Écrire ses propres CGV en partant de zéro coûte du temps mais rien d'autre, et ça vous force à comprendre chaque phrase que vous signez avec vos clients. Acheter un modèle pensé pour le régime micro coûte un peu d'argent, mais vous évite de reconstruire seule tout le socle légal, ce qui laisse plus de place pour le travail qui rapporte vraiment. Aucune des deux options n'est mauvaise en soi. Écrire seule convient si vous avez du temps devant vous et que les textes de loi ne vous font pas fuir ; payer pour un modèle sérieux se justifie si vous préférez sécuriser vite un socle fiable, quitte à l'ajuster ensuite à votre façon de travailler.
La première fois qu'un virement client est arrivé sur mon compte bancaire dédié, je suis restée plantée devant l'écran plus longtemps que nécessaire, presque surprise que tout ce système ait fonctionné comme prévu. Ce jour-là, les CGV que j'avais fini par adopter n'étaient plus juste un fichier PDF planqué dans un coin, elles avaient servi à quelque chose de concret.

C'est aussi à partir de ce moment-là que j'ai pu me pencher sur des sujets plus stimulants, comme comment fixer ses tarifs en micro-entreprise pour être enfin rentable, plutôt que de rester bloquée sur la paperasse. Des contrats clairs donnent aussi une autre posture face aux clients : on n'est plus la débutante qui tâtonne, mais quelqu'un qui sait protéger son travail et celui de la personne en face.
Faire le tri avant de signer quoi que ce soit
Ne restez pas seule à minuit devant des lignes de droit que personne ne vous a expliquées. Les fiches pratiques de l'URSSAF ou du Guichet Unique ne vous donneront pas un contrat prêt à l'emploi, mais elles disent clairement ce qui doit figurer sur vos papiers, et ça suffit déjà à éviter les pièges les plus bêtes.
Vos CGV vont de toute façon bouger avec le temps. Chaque situation réelle, qu'il s'agisse d'un client qui traîne pour payer ou d'une demande de dernière minute, finit par ajouter une ligne que vous n'aviez pas prévue au départ. Ça ne s'achète dans aucun kit, ça se construit avec l'usage.

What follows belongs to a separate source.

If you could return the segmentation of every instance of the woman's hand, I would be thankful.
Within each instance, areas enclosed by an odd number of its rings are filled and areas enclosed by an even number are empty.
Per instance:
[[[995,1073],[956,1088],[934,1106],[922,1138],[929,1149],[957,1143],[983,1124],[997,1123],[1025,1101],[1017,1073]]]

Pour la suite, si les réclamations ou les débuts de litige vous angoissent déjà, il y a de quoi se faire une idée sur quel logiciel de gestion des réclamations clients choisir pour débuter, même si au tout début, un bon suivi par mail et des contrats clairs suffisent largement. Ce qui pose problème, ce n'est presque jamais le contrat lui-même : c'est le flou qu'on laisse traîner autour.
Un contrat, au fond, c'est une discussion honnête posée sur papier, le prolongement du café où l'on s'est mis d'accord sur le prix, le travail et ce qu'on fait si l'un des deux change d'avis. Rien de plus. Une fois ce socle posé, que vous l'ayez payé ou écrit vous-même, il ne reste plus qu'à s'occuper de faire grandir sa petite activité, gare Saint-Laud en fond sonore les jours où il faut prendre un train pour aller voir un client sur place.